La Revolución es, desde su alumbramiento, expresión tangible de que sí se puede ir más allá de los cauces que, en apariencia, obligan a desandar los vaticinios económicos. Para los defensores de dogmas, incluso con buena voluntad, ¿podría Cuba haber desarrollado un sistema que constituye referente planetario en educación, salud, ciencia, deportes, cultura y otras muchas actividades sociales si su economía no revestía esa fortaleza? ¿No desafió Fidel con éxito esas limitaciones conceptuales (que tienen su génesis en la interpretación distorsionada, acrítica y simplificadora del enorme acervo del marxismo fundacional) y demostró con creces cuánto se puede avanzar si se cree en las potencialidades de los seres humanos y se adoptan las decisiones que permitan enrumbar ese caudal?

¿Le tocaba a un pequeño archipiélago caribeño finalizar en el quinto escaño de unos juegos olímpicos, o enviar profesionales de la salud a más de cien naciones en todos estos años, incluso cuando muy pocos pudieron colocar personal capacitado para enfrentar terribles pandemias como el ébola y el SarsCov2? ¿Cómo se levantó un sistema de enseñanza artística, con miles de egresados ganadores de premios en los más exigentes festivales de todo el orbe? ¿Cuáles fueron las premisas sobre las que se organizó la educación especial, que brindó atención personalizada y gratuita a todos los niños que lo requerían? ¿Creía alguno de los dirigentes socialistas europeos, seguidores a pie juntillas de manuales y folletos (no los que se decantaron por el espíritu creador, si bien los hechos confirmaron que estos últimos estaban en minoría), que llegaríamos a ser reconocidos a escala global en la industria biotecnológica y la producción de vacunas?

La esencia para explicar y entender estas y otras realidades es la visión genial de Fidel (y del resto de la dirección revolucionaria) de no dejarse aprisionar por fórmulas que nos condenaban per se a programas de alcance limitado, porque éramos pequeños y había que cumplir una supuesta verdad incontrastable, a partir de la llamada relación “base-superestructura”.

Fidel dijo con claridad que llegaríamos a vivir de nuestros “conocimientos e inteligencias cultivadas”, algo que habría sido catalogado por algunos como herejía y que es hoy realidad palpable, si se examina el peso que tienen las exportaciones de servicios profesionales y de productos de alto valor agregado.

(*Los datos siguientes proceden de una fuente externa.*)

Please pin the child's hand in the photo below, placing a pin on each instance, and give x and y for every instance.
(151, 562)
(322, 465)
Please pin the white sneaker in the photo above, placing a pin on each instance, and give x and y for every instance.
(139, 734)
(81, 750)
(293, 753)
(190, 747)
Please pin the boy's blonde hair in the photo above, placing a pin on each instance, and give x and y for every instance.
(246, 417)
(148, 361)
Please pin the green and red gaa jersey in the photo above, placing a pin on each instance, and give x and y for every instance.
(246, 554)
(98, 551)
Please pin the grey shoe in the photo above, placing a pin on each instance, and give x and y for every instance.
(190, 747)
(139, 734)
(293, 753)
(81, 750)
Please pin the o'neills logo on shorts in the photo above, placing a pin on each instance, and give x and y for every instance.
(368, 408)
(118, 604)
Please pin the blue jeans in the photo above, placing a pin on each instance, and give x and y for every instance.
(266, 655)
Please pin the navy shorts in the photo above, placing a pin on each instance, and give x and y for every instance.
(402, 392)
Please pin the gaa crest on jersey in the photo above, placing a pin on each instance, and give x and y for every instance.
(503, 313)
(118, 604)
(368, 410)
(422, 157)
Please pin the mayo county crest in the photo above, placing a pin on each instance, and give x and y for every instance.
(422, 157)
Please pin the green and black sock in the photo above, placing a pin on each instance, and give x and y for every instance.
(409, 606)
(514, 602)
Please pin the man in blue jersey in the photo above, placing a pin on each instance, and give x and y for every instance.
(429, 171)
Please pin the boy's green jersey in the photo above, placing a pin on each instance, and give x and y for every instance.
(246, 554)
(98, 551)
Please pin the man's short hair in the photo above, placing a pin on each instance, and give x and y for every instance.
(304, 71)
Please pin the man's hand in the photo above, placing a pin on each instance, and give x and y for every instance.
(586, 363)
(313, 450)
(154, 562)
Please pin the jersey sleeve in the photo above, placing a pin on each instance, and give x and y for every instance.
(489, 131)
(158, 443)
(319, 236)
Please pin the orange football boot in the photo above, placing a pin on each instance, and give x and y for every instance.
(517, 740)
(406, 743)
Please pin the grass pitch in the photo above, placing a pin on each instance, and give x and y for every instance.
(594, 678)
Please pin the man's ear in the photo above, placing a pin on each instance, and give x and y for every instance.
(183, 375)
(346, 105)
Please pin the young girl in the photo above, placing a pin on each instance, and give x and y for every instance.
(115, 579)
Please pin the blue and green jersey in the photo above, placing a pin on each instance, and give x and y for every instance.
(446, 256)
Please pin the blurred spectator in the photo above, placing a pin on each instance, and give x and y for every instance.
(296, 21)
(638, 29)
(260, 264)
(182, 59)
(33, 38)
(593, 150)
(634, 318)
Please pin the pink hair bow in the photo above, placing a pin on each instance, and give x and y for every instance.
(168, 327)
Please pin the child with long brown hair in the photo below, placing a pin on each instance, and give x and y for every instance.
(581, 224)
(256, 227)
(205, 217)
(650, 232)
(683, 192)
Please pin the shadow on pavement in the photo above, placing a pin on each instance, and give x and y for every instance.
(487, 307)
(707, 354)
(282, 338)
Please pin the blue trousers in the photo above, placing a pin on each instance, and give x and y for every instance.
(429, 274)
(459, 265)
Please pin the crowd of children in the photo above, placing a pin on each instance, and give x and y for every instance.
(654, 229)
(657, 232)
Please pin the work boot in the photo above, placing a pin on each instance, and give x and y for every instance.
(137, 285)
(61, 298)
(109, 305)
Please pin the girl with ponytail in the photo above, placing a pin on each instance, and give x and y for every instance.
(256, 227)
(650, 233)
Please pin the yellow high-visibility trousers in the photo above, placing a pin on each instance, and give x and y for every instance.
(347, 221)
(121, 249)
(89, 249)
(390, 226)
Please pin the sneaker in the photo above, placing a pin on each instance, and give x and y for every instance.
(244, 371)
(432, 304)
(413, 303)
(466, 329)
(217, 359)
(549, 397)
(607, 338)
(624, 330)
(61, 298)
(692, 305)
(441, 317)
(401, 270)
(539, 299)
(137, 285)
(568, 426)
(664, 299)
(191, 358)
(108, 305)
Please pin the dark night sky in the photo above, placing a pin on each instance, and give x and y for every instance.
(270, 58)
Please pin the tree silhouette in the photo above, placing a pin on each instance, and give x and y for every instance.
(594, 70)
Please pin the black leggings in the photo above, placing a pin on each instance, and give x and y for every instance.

En un mundo pletórico de imágenes, buena parte de las veces concebidas para apartarnos de la médula de los asuntos, todo lo que apunte a propiciar el crecimiento intelectual, desde posiciones contrahegemónicas, está condenado a nadar a contracorriente. Como sostén de esas estratagemas se erige el capital monopolista transnacional, empeñado en colonizar las mentes desde el consumo desmedido.[2]

Con claridad lo denunció en múltiples ocasiones el Comandante en Jefe, al afirmar que le robaron el aparato de pensar a las personas y que las grandes compañías, a través de la televisión y el resto de los medios, se abrogaron el derecho de decidir cómo debíamos vestirnos, qué productos adquirir o, peor aún, por quién votar en una elección. En esa concepción diabólica cada pieza encarna objetivos específicos, dentro de un engranaje que toma como bujía la separación del ser humano con la realidad. Es, sin lugar a dudas, una formulación tenebrosa que se vertebra sobre la fractura con nuestras raíces; la apatía por las problemáticas presentes y el total desinterés por el acontecer futuro. El delirio de esas élites radica en cercenarnos la posibilidad de apreciar, en toda su magnitud, nuestro devenir como naciones.

Posee una connotación particular la certeza fidelista de que la nueva sociedad debía levantarse no solo aspirando al crecimiento material, sino desde bases profundamente humanistas, solo factibles de obtener a partir de situar la dimensión cultural y de los conocimientos (incluyendo a la actividad científica en todas sus acepciones) como motores centrales del sistema.

 

Notas:
[1] Fidel Castro Ruz: Abanderados del futuro, Ediciones Abril, La Habana, 2010, pp. 245-249.
[2] Ignacio Ramonet: El imperio de la vigilancia, Editorial José Martí, La Habana, 2016.